We have the technology to use sperm, and potentially eggs, from dead people to make embryos, and eventually babies. And there are millions of eggs and embryos—and even more sperm—in storage and ready to be used. When the person who provided those cells dies, like Peter, who gets to decide what to do with them?
That was the question raised at an online event held by the Progress Educational Trust, a UK charity for people with infertility and genetic conditions, that I attended on Wednesday. The panel included a clinician and two lawyers, who addressed plenty of tricky questions, but provided few concrete answers.
In theory, the decision should be made by the person who provided the eggs, sperm or embryos. In some cases, the person’s wishes might be quite clear. Someone who might be trying for a baby with their partner may store their sex cells or embryos and sign a form stating that they are happy for their partner to use these cells if they die, for example.
But in other cases, it’s less clear. Partners and family members who want to use the cells might have to collect evidence to convince a court the deceased person really did want to have children. And not only that, but that they wanted to continue their family line without necessarily becoming a parent themselves.
Sex cells and embryos aren’t property—they don’t fall under property law and can’t be inherited by family members. But there is some degree of legal ownership for the people who provided the cells. It is complicated to define that ownership, however, Robert Gilmour, a family law specialist based in Scotland, said at the event. “The law in this area makes my head hurt,” he said.
The law varies depending on where you are, too. Posthumous reproduction is not allowed in some countries, and is unregulated in many others. In the US, laws vary by state. Some states won’t legally recognize a child conceived after a person’s death as that person’s offspring, according to the American Society for Reproductive Medicine (ASRM). “We do not have any national rules or policies,” Gwendolyn Quinn, a bioethicist at New York University, tells me.

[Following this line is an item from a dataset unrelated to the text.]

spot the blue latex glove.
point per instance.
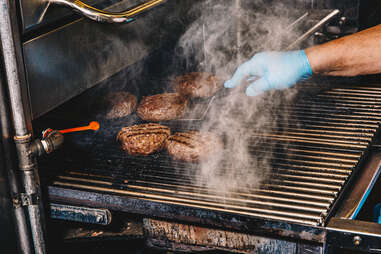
(273, 70)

Societies like ASRM have put together guidance for clinics in the meantime. But this can also vary slightly between regions. Guidance by the European Society for Human Reproduction and Embryology, for example, recommends that parents and other relatives should not be able to request the sex cells or embryos of the person who died. That would apply to Peter Zhu’s parents. The concern is that these relatives might be hoping for a “commemorative child” or as “a symbolic replacement of the deceased.”